The wild card here is Glass' "Music in Fifths" (1969). Friedl justifies the inclusion in that the severe limitations Glass imposes on note range and lack of pedaling qualify as unorthodox".Listeners may disagree and, of course, Glass has fallen into some disfavor among any contemporary audiences (with good reason) but if, like me, you still derive a true thrill from his music up to (and including, in my case) "Einstein on the Beach", you'll love this reading and, moreover, it makes for a giddy waypoint during the course of the program.
But it's back into the churning maelstrom with "An American Dream", a 1974 work by Mario Bertoncini, a composer new to me. He developed a motorized wheel "made of gum" (I'm wondering if the term "gum" is a misleading translation) that generates tones analagous to bowing. The piece is rather monolithic, but impressive for its brief stay. Witold Szalonek's "Mutanza" (1972) begins with more delicacy, a plinking series of tones from the inside of the piano, small splashes and scurryings, before erupting into a more vigorous, agitated state. I many ways, this is the most "traditional" piece here, one that conforms more to other activity from the 60s in terms of general shape and inflection, possibly less satisfying because of that.

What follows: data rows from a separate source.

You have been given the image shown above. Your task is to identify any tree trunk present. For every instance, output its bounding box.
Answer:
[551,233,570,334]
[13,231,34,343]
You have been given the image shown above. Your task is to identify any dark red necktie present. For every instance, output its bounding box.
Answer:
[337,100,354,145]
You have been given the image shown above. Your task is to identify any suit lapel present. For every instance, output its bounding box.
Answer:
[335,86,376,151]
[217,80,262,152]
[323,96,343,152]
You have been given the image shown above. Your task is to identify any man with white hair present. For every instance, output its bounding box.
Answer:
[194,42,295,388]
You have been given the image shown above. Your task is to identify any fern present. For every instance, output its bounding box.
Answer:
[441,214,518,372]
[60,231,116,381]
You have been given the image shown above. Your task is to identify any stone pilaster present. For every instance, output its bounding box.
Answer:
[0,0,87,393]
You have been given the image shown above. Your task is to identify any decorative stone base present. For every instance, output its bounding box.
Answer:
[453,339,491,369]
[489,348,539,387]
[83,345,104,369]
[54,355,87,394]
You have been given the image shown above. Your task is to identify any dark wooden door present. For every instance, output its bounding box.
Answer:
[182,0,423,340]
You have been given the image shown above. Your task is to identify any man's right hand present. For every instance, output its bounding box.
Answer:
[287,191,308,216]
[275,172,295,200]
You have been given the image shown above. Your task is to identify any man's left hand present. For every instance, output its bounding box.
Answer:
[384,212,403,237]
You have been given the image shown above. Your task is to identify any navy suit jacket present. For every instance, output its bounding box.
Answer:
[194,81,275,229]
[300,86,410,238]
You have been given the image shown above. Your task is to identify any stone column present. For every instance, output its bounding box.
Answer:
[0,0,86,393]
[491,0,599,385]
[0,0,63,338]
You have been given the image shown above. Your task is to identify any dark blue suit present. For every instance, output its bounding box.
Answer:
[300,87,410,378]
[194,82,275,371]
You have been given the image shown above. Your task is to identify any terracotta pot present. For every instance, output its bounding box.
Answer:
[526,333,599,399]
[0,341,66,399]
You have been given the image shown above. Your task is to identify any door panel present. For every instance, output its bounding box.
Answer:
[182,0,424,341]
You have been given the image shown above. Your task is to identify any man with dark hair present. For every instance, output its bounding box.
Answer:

Nothing like a dose of Lucier to cure that and his "Music for Piano with Magnetic Strings" (1996) does the job. So pure and yet contain so much life and grit. Drone-based musicians can learn so much from Lucier, the master. Phill Niblock's "Pan Fried II" (2003) takes us out and returns us to the rich, thrumming zone glimpsed in the Friedl and Bertoncini scores. The technique is apparently realized with a plastic cord tied to a piano string, which is then "bowed with rosin-coated fingers" but, damn, you could have fooled me. I wouldn't have thought it possible, with that approach, to generate the canyon of sound as heard here. It's a beast and, as Partch said about his Blo-Boy, it does exactly one thing but that one thing it does superbly.
One of the most enjoyable albums I've heard this year. Hear it.